Police officers face off against protesters opposed to right-wing demonstrators following an "End Domestic Terrorism" rally in Portland, Ore., on Aug. 17, 2019.

The First Amendment guarantees “freedoms concerning religion, expression, assembly, and the right to petition.  It forbids Congress from both promoting one religion over others and also restricting an individual’s religious practices.  It guarantees freedom of expression by prohibiting Congress from restricting the press or the rights of individuals to speak freely.  It also guarantees the right of citizens to assemble peaceably and to petition their government, according to the Legal Information Institute at Cornell Law School.    

Legal experts stress that the First Amendment protects only peaceful protests, not violence, looting and property destruction.
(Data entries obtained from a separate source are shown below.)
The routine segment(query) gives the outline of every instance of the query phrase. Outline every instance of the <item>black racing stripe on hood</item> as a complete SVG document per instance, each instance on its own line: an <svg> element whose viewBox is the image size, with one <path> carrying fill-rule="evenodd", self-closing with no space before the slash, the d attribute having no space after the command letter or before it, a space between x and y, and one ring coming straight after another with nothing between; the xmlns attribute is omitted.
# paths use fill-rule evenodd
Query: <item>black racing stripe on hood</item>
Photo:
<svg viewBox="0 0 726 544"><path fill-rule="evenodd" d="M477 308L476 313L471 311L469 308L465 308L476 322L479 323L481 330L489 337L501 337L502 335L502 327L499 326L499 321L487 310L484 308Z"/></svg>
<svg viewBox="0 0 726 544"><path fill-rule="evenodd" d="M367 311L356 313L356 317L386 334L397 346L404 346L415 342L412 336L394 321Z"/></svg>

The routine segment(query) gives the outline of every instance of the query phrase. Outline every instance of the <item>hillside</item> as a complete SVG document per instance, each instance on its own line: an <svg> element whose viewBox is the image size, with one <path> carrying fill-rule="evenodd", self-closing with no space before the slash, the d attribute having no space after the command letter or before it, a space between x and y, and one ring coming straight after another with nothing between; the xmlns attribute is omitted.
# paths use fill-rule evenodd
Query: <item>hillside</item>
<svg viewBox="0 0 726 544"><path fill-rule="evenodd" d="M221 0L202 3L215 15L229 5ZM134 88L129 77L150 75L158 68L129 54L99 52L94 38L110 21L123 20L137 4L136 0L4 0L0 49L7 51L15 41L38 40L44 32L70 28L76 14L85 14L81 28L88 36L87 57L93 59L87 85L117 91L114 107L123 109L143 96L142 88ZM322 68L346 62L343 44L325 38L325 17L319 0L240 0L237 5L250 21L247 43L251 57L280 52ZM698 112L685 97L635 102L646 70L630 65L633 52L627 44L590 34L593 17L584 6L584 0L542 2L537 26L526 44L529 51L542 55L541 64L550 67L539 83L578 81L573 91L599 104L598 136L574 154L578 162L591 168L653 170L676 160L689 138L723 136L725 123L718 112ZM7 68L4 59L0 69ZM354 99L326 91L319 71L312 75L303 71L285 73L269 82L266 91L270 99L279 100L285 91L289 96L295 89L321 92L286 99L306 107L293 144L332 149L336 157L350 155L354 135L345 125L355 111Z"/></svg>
Law enforcement officers at the scene of any protest are there to defend the people's right to protest. They are also there to maintain order and security. 

FILE - President Donald Trump holds a Bible as he visits outside St. John's Church across Lafayette Park from the White House, June 1, 2020.

But finding a balance between the two is difficult. Critics of President Donald Trump complained last week that he deployed police and the military to impose order and clear the way for a photo op at a church near the White House while thwarting the protesters the right to assemble and protest. 

Timothy Zick, a professor at William and Mary Law School where he teaches courses on constitutional law and the First Amendment, told VOA that there have been major reforms in police tactics for controlling crowds over the years since  protests against the Vietnam War in the 1960s when police used aggressive, escalating force to break up demonstrations. 

“Most police forces have moved on from that and have engaged in more managerial methods, talking to protesters in advance, trying to understand what they want to accomplish, where they want to protest and managing dissent in that way,” he said.